Trening na małej przestrzeni pomaga w dużej piłce

12.07.18Utworzono
/uploads/assets/1178/juszczakkkk.jpg
Francja zagra z Chorwacją w finale piłkarskich mistrzostw świata, ale są tacy, którzy zerkają na mistrzostwa także pod kątem futsalowym - np. były szkoleniowiec pierwszej futsalowej reprezentacji Polski, Gerard Juszczak, który był w Rosji w sztabie Adama Nawałki jako trener analityk.

I jakie ma refleksje?

 

- Wielu zawodników osiąga w mistrzostwach świata życiową formę, ale też niejednokrotnie swoich walorów nie potwierdzają ci, na których liczono - zauważa Juszczak. - Wpływ na to ma wiele czynników. Co do zawodników mających w swoim życiorysie futsal, to bez względu na rangę imprezy "mała piłka" nie przeszkadza w niczym. Treningi na małej przestrzeni, z ciągłym atakiem przeciwnika, pozwalają mieć większe szanse w "dużej piłce". Szybkość reakcji, gra na jeden-dwa kontakty, to wszystko co charakteryzuje futsal, a jest również obecne w futbolu.

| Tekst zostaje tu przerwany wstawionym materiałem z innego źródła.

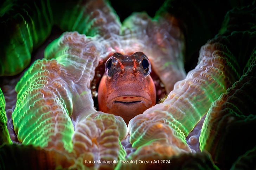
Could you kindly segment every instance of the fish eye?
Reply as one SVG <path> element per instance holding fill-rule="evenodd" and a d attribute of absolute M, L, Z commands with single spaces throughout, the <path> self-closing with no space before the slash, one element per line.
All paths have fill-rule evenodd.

Ne można jednoznacznie oceniać komu pomógł futsal, a komu nie, ponieważ trzeba pamiętać, że jest to sport. To, że np. Cristiano Ronaldonie zagra w finale mistrzostw świata, nie znaczy, że jemu futsal się nie przydał... Cieszy to, że sam zawodnik na każdym kroku podkreśla jak wiele zawdzięcza treningom futsalu w początkowej fazie kariery piłkarskiej - kończy Juszczak.